Successful market launch in packaging printing

HEIDELBERG’s successful entry into the packaging printing sector contributed to its positive performance. New technologies, such as the Gallus One digital label press and the Boardmaster press for high productivity in packaging printing, garnered significant attention from customers.

The Packaging Solutions segment witnessed a substantial increase of approximately 16% in incoming orders during the first half-year.

HEIDELBERG CEO Dr Ludwin Monz noted: “Given the stable growth of packaging printing, we are continuously expanding our portfolio in this sector.”

Positive impact of price adjustments

HEIDELBERG’s performance was also influenced by price adjustments to compensate for higher personnel, material and energy costs, which had a positive impact.

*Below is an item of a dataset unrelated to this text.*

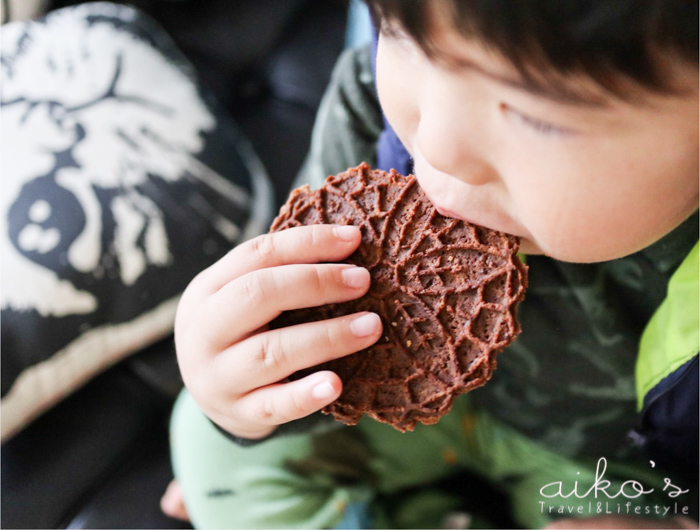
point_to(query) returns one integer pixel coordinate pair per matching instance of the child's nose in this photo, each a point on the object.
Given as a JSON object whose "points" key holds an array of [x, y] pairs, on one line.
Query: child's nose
{"points": [[446, 152]]}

Despite these factors, the net result after taxes for the first half of the year remained positive at €33m, though it decreased compared to the previous year (€44m) due to higher tax expenditure, increased pension-related interest costs and the absence of positive special items.

Improved operating cash flow

The company reported a substantial improvement in operating cash flow, driven by effective management of inventories and receivables (working capital).

However, the free cash flow for the first six months was €–28m, down from the previous year’s level of €–13m, which included special items of approximately €52m.

HEIDELBERG CFO Tania von der Goltz emphasised the need for resources to drive growth, stating: “The current free cash flow situation underlines the necessity to use further impetus from our value creation programme to generate resources for growth in segments such as the lucrative digital printing sector.”

The analysis phase of this programme is ongoing and HEIDELBERG aims to achieve a positive free cash flow by the end of the financial year.

Outlook for FY 2023/2024

HEIDELBERG’s forecast for the financial year 2023/2024 remains unchanged from its previous announcement on June 14, 2023.

The company expects that if the global economy aligns with economic research institutions’ growth predictions, its sales for the fiscal year will match the previous year’s figure of €2.435bn.

The adjusted EBITDA margin is anticipated to remain at the previous year’s level of 7.2%, indicating confidence in the company’s outlook.